Re: [RFC 01/18] capabilities: track actually used capabilities

From: Topi Miettinen
Date: Mon Jun 13 2016 - 17:48:41 EST


On 06/13/16 21:12, Andy Lutomirski wrote:
> On Mon, Jun 13, 2016 at 1:45 PM, Topi Miettinen <toiwoton@xxxxxxxxx> wrote:
>> On 06/13/16 20:32, Andy Lutomirski wrote:
>>> On Mon, Jun 13, 2016 at 12:44 PM, Topi Miettinen <toiwoton@xxxxxxxxx> wrote:
>>>> Track what capabilities are actually used and present the current
>>>> situation in /proc/self/status.
>>>
>>> What for?
>>
>
>>
>> Capabilities
>> [RFC 01/18] capabilities: track actually used capabilities
>>
>> Currently, there is no way to know which capabilities are actually used.
>> Even
>> the source code is only implicit, in-depth knowledge of each capability must
>> be used when analyzing a program to judge which capabilities the program
>> will
>> exercise."
>>
>> Should I perhaps cite some of this in the commit?
>
> Yes, but you should also clarify what users are supposed to do with
> this. Given ambient capabilities, I suspect that you'll find that
> your patch doesn't actually work very well. For example, if you run a
> shell script with ambient caps, then you won't notice caps used by
> short-lived helper processes.
>

Right, I suppose this model works well only within a single process, or
where the helper processes are always unprivileged (like Xorg runs
xkbcomp) or less privileged.

>>
>>>
>>> What is the intended behavior on fork()? Whatever the intended
>>> behavior is, there should IMO be a selftest for it.
>>>
>>> --Andy
>>>
>>
>> The capabilities could be tracked from three points of daemon
>> initialization sequence onwards:
>> fork()
>> setpcap()
>> exec()
>>
>> fork() case would be logical as the /proc entry is per task.

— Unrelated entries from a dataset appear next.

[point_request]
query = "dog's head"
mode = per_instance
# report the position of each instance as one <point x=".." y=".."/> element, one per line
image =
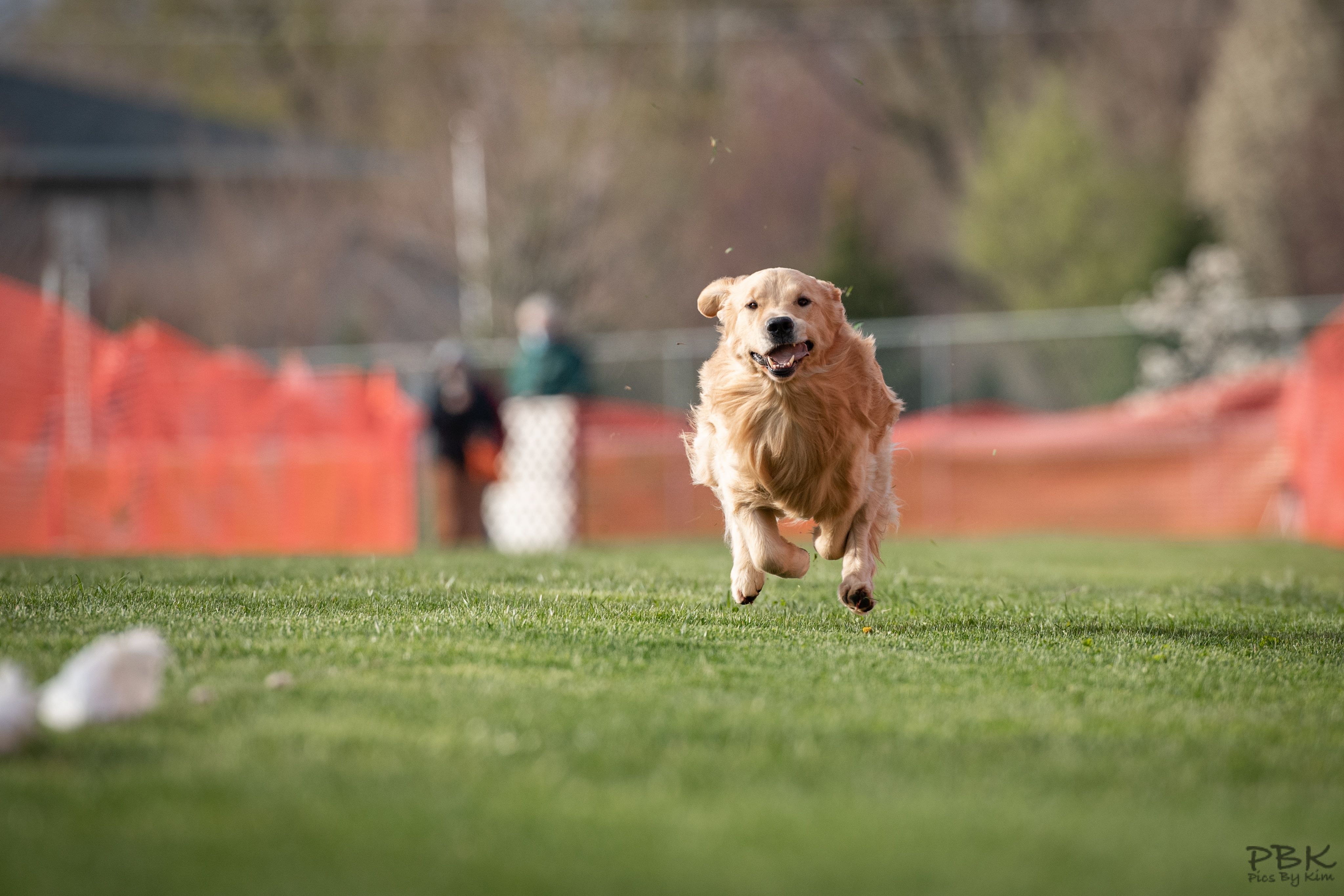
<point x="777" y="320"/>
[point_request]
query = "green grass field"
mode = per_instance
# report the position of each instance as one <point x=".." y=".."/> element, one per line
<point x="1025" y="717"/>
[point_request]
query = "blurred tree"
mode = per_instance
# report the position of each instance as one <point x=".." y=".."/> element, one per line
<point x="1054" y="221"/>
<point x="870" y="287"/>
<point x="1277" y="80"/>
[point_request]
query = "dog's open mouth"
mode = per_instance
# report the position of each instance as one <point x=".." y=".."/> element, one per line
<point x="783" y="362"/>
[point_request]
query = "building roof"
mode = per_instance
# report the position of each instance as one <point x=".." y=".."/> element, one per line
<point x="52" y="130"/>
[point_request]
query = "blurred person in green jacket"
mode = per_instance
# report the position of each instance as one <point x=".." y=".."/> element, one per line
<point x="546" y="363"/>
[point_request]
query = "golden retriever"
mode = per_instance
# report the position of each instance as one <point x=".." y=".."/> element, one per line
<point x="795" y="421"/>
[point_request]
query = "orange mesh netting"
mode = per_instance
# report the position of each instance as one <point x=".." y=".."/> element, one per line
<point x="1211" y="460"/>
<point x="147" y="443"/>
<point x="1313" y="432"/>
<point x="1198" y="461"/>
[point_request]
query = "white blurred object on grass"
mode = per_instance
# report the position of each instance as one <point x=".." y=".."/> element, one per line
<point x="115" y="677"/>
<point x="18" y="707"/>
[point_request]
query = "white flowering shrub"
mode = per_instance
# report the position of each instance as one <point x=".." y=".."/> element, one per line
<point x="1208" y="323"/>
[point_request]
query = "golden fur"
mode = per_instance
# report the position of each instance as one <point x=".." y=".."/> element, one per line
<point x="812" y="445"/>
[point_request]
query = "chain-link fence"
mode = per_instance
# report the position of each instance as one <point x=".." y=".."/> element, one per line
<point x="576" y="471"/>
<point x="1042" y="359"/>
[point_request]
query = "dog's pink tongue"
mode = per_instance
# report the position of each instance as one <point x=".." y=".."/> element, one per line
<point x="789" y="354"/>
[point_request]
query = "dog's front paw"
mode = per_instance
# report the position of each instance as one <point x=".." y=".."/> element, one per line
<point x="746" y="585"/>
<point x="857" y="594"/>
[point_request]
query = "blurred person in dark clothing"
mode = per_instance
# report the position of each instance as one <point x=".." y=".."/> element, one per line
<point x="546" y="363"/>
<point x="470" y="436"/>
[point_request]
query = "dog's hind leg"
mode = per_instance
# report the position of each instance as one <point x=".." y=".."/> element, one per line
<point x="771" y="551"/>
<point x="866" y="532"/>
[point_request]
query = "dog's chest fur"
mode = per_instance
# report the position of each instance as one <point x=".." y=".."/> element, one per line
<point x="799" y="453"/>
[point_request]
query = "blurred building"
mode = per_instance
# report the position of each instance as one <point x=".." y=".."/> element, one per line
<point x="205" y="223"/>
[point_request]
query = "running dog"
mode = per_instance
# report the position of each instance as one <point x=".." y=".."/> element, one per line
<point x="795" y="421"/>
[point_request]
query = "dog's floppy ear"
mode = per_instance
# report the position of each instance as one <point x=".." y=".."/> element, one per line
<point x="711" y="297"/>
<point x="832" y="291"/>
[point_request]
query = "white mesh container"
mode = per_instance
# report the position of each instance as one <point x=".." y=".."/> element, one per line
<point x="534" y="506"/>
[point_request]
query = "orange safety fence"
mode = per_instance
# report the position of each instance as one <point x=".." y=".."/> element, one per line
<point x="1199" y="461"/>
<point x="1313" y="433"/>
<point x="1218" y="459"/>
<point x="147" y="443"/>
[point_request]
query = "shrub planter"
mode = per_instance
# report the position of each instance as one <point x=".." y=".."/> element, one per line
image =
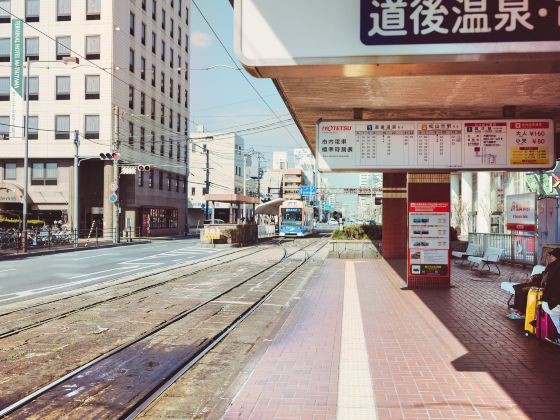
<point x="353" y="249"/>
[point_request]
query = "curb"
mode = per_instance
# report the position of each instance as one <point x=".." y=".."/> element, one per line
<point x="68" y="250"/>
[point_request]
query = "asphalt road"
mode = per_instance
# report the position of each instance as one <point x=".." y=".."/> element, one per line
<point x="43" y="275"/>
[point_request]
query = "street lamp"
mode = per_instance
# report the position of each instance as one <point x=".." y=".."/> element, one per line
<point x="65" y="60"/>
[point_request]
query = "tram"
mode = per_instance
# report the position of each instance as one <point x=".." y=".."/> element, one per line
<point x="295" y="219"/>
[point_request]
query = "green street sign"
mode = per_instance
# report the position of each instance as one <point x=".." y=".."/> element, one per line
<point x="17" y="56"/>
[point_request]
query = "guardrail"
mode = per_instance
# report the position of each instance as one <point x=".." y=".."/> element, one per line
<point x="519" y="249"/>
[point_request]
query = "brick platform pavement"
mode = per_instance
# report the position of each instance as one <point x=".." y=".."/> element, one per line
<point x="432" y="353"/>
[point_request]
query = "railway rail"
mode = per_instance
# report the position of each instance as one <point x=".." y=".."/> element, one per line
<point x="123" y="381"/>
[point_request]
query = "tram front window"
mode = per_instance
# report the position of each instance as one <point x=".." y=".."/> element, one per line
<point x="291" y="217"/>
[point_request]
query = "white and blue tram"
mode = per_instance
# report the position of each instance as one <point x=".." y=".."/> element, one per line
<point x="295" y="219"/>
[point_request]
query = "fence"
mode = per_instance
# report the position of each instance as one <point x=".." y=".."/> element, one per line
<point x="12" y="240"/>
<point x="519" y="249"/>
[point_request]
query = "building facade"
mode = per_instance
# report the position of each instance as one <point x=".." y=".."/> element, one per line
<point x="128" y="94"/>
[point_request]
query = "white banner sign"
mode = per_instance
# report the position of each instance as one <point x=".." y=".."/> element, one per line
<point x="521" y="211"/>
<point x="435" y="145"/>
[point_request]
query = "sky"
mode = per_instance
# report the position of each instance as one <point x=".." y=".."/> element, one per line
<point x="222" y="100"/>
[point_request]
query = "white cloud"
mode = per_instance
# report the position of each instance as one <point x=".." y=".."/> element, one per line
<point x="200" y="40"/>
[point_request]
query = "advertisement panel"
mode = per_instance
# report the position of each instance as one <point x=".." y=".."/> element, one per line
<point x="521" y="212"/>
<point x="428" y="239"/>
<point x="435" y="145"/>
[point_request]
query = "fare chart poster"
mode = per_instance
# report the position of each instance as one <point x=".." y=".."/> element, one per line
<point x="428" y="239"/>
<point x="435" y="145"/>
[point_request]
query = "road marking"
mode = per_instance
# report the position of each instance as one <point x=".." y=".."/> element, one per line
<point x="355" y="389"/>
<point x="92" y="256"/>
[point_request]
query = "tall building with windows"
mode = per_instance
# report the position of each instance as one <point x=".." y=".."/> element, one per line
<point x="129" y="93"/>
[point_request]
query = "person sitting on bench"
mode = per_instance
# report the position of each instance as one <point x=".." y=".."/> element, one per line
<point x="551" y="292"/>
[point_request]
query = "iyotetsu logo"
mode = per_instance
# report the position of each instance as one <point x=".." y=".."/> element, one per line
<point x="336" y="128"/>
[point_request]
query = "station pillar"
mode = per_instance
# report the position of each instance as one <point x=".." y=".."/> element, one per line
<point x="394" y="240"/>
<point x="431" y="188"/>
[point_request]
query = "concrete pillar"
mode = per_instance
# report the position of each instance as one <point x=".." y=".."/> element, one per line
<point x="466" y="202"/>
<point x="483" y="209"/>
<point x="429" y="188"/>
<point x="107" y="205"/>
<point x="394" y="216"/>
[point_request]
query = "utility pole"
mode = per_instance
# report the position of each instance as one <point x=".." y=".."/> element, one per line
<point x="187" y="173"/>
<point x="26" y="160"/>
<point x="76" y="187"/>
<point x="207" y="151"/>
<point x="116" y="142"/>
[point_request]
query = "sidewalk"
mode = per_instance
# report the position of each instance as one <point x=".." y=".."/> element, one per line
<point x="356" y="346"/>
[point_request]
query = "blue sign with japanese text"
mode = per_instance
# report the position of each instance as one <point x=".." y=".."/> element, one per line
<point x="393" y="22"/>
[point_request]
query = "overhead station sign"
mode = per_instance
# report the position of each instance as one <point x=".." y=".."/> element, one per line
<point x="435" y="145"/>
<point x="296" y="32"/>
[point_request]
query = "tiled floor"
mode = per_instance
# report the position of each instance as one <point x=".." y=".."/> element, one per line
<point x="432" y="353"/>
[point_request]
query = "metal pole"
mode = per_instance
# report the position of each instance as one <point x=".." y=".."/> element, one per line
<point x="76" y="187"/>
<point x="26" y="160"/>
<point x="187" y="171"/>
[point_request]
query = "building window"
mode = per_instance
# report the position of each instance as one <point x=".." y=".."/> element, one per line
<point x="63" y="45"/>
<point x="62" y="127"/>
<point x="5" y="50"/>
<point x="32" y="10"/>
<point x="132" y="23"/>
<point x="32" y="49"/>
<point x="131" y="134"/>
<point x="4" y="88"/>
<point x="33" y="126"/>
<point x="142" y="68"/>
<point x="4" y="127"/>
<point x="93" y="47"/>
<point x="92" y="87"/>
<point x="142" y="103"/>
<point x="131" y="97"/>
<point x="10" y="171"/>
<point x="33" y="88"/>
<point x="143" y="33"/>
<point x="63" y="10"/>
<point x="44" y="173"/>
<point x="91" y="126"/>
<point x="131" y="60"/>
<point x="62" y="87"/>
<point x="5" y="16"/>
<point x="93" y="9"/>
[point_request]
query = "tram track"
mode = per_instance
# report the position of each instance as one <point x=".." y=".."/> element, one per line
<point x="220" y="258"/>
<point x="61" y="387"/>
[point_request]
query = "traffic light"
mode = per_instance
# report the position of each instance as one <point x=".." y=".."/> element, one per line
<point x="109" y="156"/>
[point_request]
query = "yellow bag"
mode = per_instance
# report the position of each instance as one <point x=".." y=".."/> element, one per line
<point x="533" y="301"/>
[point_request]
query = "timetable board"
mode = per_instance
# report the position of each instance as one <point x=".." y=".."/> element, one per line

But if you
>> consider the tools to set the capabilities (for example systemd unit
>> files), there can be between fork() and exec() further preparations
>> which need more capabilities than the program itself needs.
>>
>> setpcap() is probably the real point after which we are interested if
>> the capabilities are enough.
>>
>> The amount of setup between setpcap() and exec() is probably very low.
>
> When I asked "what is the intended behavior on fork()?", I mean "what
> should CapUsed be after fork()?". The answer should be about four
> words long and should have a test case. There should maybe also be an
> explanation of why the intended behavior is useful.

In this model:
fork: no change
setpcap: no change
exec: reset

But I hadn't thought that much where the reset happens.

>
> But, as I said above, I think that you may need to rethink this
> entirely to make it useful. You might need to do it per process tree
> or per cgroup or something.
>
> --Andy
>

I'd actually prefer the cgroup approach. Though that's much more work
than this simple patch which already gives somewhat useful information
in limited cases (once the logic is correct).